Indexing msword document properties

classic Classic list List threaded Threaded
8 messages Options
Reply | Threaded
Open this post in threaded view
|

Indexing msword document properties

ahammad
I have successfully gotten Nutch to index msword documents. If you go under File>Properties, and under the "Custom" tab in MS Word, you can add some properties to the file, sort of like HTML meta tags.

I have the msword parser, index-more and query-more plugins, as well as a custom meta tag indexer/filter installed. My question is can Nutch read document properties like the ones I described?

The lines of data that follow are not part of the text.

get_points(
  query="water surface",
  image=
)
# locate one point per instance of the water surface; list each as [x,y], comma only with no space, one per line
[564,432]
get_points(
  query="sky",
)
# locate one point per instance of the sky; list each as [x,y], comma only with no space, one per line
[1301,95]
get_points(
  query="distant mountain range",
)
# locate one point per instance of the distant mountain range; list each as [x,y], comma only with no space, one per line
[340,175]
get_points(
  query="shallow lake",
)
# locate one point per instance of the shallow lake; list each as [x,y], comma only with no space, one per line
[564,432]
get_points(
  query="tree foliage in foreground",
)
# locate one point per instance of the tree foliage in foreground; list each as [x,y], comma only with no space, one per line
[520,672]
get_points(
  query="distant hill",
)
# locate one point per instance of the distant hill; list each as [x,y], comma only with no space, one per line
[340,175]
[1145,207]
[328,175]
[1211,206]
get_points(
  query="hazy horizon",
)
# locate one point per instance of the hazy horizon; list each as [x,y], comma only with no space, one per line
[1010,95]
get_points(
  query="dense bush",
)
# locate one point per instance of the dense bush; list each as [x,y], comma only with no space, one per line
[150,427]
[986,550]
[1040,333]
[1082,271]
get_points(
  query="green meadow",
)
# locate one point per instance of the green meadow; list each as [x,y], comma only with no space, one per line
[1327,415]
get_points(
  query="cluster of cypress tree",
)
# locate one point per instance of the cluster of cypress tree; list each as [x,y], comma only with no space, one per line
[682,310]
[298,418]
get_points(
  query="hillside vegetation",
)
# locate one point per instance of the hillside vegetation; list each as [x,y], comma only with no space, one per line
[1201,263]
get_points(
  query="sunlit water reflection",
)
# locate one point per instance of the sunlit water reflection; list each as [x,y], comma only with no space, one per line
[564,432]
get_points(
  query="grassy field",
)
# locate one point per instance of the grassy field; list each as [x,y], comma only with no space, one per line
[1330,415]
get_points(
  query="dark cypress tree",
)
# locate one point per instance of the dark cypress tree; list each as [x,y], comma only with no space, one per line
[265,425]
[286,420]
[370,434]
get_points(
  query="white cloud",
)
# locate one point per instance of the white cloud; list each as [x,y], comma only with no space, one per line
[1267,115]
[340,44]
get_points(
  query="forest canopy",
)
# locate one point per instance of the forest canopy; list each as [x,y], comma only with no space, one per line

Does it have the ability to go that far in the document to extract the custom user-defined properties?

If so, was there anybody that successfully implemented this? If not, I would imagine that we need to modify index-more/query-more plugins to do that. Can someone confirm this?

Anyone know of a good place to start looking? Any help will be appreciated.

Cheers.
Reply | Threaded
Open this post in threaded view
|

Re: Indexing msword document properties

ahammad
Hello,

I've been looking further into this and it seems like the only way to do it is to modify the msword parser so that it reads in the custom properties information. I'm attempting this but so far, I wasn't successful.

The classes that I found that may be useful are org.apache.poi.hpsf.DocumentSummaryInformation and org.apache.poi.hpsf.CustomProperties. Not sure if there are other things that I need.

I'm currently trying to modify MSExtractor.java and MSBaseParser.java in the lib-parsems plugin. Am I proceeding correctly with this or am I just wasting my time?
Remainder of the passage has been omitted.